Şûle Yüksel vefat etti. Mekânı cennet olsun!

Huzur Sokağı ve yazarı hakkındaki hayâl kırıklığımı, ngazete sitesinde yazdım. Bu konuya tekrar girmek istemiyordum ama Karar yazarı Yıldız Ramazanoğlu’nun yazısını okuyunca fikrim değişti. Yıldız Hanım’ın yazı başlığı şöyle: “Şule: İnce, zarif, şehirli.”

Ben bir sıfat daha eklemek istiyorum: Korkak. Hadi ileri gitmeyeyim, “zayıf” olsun.

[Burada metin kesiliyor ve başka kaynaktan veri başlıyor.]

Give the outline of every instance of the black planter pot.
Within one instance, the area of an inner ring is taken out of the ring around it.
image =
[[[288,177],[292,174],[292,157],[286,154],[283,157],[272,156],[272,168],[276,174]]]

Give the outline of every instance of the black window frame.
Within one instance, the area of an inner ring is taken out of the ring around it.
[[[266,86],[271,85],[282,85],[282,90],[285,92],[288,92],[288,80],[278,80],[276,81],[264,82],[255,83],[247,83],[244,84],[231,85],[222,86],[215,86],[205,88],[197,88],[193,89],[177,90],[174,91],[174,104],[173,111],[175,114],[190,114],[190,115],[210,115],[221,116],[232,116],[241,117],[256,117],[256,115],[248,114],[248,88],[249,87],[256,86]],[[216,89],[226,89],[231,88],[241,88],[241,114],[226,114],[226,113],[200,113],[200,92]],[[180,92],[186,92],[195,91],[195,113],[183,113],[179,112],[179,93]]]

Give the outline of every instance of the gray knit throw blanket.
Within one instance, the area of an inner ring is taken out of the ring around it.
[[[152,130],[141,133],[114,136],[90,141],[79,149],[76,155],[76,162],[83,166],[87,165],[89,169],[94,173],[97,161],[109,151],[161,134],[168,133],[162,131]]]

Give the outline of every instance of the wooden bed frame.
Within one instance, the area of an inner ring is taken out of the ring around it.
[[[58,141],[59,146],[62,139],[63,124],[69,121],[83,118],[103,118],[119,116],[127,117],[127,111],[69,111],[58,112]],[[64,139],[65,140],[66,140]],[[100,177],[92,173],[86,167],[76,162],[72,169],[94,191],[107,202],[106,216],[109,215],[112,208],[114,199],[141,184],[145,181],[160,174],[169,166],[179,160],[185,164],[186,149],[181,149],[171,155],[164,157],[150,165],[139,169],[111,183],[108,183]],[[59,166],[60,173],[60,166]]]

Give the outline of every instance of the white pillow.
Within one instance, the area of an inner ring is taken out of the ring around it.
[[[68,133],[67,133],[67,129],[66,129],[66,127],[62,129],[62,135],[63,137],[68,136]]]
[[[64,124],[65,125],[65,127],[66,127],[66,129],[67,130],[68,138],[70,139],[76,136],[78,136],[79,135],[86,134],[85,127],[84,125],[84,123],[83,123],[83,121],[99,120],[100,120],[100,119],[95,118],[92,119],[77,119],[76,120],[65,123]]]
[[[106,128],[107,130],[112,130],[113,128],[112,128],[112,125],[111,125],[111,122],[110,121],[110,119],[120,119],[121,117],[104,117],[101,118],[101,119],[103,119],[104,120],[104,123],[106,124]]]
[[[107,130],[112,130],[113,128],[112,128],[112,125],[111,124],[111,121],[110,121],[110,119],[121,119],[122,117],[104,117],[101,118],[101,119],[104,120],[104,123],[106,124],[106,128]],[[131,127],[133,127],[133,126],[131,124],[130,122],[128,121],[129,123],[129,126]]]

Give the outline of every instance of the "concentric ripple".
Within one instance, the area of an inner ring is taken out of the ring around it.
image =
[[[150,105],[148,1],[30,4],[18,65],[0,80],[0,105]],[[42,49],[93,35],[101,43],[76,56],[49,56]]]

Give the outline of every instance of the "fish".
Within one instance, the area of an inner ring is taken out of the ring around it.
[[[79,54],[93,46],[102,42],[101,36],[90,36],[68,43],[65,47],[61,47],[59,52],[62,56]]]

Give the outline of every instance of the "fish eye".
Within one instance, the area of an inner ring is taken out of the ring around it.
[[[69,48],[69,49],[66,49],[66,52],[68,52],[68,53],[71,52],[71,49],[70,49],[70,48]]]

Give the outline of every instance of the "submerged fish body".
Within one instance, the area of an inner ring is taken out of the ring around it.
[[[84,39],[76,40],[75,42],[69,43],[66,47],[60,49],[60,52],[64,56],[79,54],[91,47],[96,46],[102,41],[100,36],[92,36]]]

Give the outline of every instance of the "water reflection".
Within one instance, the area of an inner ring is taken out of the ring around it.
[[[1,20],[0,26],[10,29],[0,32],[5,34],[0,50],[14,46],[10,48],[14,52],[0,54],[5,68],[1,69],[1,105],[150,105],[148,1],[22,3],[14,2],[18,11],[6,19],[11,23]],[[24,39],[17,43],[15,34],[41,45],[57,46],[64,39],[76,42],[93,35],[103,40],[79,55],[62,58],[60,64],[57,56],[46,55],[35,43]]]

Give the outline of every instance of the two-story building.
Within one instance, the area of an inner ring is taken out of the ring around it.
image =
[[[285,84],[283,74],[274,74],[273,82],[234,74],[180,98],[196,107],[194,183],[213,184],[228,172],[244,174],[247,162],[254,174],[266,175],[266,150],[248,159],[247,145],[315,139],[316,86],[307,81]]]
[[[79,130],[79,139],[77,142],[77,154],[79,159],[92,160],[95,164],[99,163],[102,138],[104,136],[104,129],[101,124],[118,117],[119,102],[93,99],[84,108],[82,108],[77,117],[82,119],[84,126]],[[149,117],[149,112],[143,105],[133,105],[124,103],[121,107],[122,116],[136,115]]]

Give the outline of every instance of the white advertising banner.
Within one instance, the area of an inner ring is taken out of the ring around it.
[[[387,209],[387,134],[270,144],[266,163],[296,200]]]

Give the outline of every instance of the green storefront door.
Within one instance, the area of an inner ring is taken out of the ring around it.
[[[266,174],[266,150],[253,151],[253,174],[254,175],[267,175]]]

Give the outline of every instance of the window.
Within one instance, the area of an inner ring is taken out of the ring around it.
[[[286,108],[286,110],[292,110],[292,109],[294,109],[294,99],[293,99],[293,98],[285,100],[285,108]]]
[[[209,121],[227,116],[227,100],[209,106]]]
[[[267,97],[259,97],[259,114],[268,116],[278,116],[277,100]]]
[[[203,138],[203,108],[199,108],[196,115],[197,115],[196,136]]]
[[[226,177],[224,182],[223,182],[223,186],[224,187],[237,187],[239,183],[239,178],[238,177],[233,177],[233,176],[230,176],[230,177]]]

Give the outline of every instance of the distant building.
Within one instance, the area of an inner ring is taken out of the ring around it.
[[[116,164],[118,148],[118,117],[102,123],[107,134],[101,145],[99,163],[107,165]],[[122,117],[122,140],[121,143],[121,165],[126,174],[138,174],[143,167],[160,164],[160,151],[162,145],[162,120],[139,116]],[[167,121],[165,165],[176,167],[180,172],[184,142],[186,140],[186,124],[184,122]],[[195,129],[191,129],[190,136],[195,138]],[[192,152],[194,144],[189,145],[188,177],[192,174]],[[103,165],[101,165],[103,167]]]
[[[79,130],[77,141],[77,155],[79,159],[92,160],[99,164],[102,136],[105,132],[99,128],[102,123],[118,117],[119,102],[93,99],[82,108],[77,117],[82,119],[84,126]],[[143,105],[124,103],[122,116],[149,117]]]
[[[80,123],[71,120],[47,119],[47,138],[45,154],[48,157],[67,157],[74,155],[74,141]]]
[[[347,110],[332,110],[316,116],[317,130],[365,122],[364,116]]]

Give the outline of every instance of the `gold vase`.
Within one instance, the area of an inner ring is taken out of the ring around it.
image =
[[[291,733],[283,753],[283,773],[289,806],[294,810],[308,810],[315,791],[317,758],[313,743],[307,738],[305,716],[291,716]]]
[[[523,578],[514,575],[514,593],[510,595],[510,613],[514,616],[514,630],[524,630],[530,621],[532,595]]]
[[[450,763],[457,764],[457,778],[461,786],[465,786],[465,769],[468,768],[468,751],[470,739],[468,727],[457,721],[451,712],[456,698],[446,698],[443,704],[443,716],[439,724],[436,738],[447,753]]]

“Hadi canım! Ne kadar güçlü bir kadın olduğunu, herkes biliyor. Hapse bile girdi.” derseniz az bekleyin!

Sâdık Albayrak, Şûle Yüksel’in arkasından, yerli ve millî kadın hakları savunucusu olarak herkesin gönlünde taht kurduğunu; yepyeni bir uyanışın temsilcisi olduğunu söyledi.

Arkadaş, bu kadar mı abartılır?

Şûle Yüksel, başörtü için mücâdele etti ama kadın hakları savunucusu ve yepyeni bir uyanışın temsilcisi olmadı; olamadı. Çünkü Huzur Sokağı’na gelin gitti.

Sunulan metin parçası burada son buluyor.